Enhancing Skill of Initialized Decadal Predictions
Near-term prediction of climate, an important activity at national and international climate centers, is challenging because it is affected by both natural variability and external forcing. This work provides a methodology that enhances the predictive skill of near-term climate predictions.
The importance of being able to predict near-term changes in climate stems, for example, from the fact that our attempts to assess societal and ecological impacts of climate change and propose, study, and plan adaptation and mitigation strategies are only as accurate and useful as the climate change predictions are correct.
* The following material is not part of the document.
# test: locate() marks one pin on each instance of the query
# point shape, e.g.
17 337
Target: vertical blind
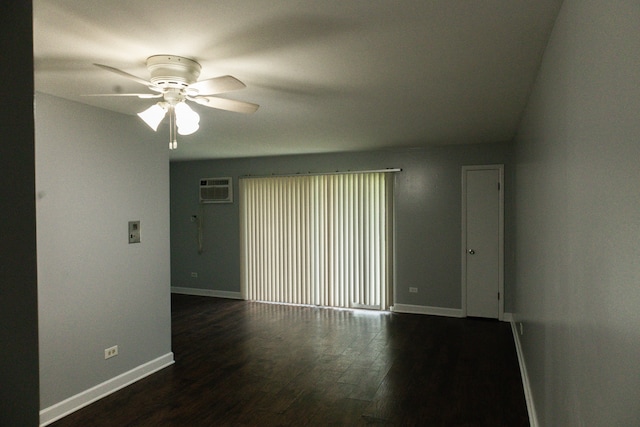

Near-term climate predictions are achieved by augmenting the external-forcing-related predictability realized in uninitialized projections with initial-condition-related predictability. The latter is achieved by appropriate observation-based initialization. However, and notwithstanding the considerable effort expended in finding such “good” initial states, a striking feature of current, state-of-the-art, initialized decadal hindcasts is their tendency to quickly drift away from the initialized state, with attendant loss of skill. We derive a dynamical model for such drift, and after validating it we show that including a recalibrated version of the model in a postprocessing framework is able to significantly augment the skill of initialized predictions beyond that achieved by a use of current techniques of postprocessing alone. We also show that the new methodology provides further crucial insights into issues related to initialized predictions.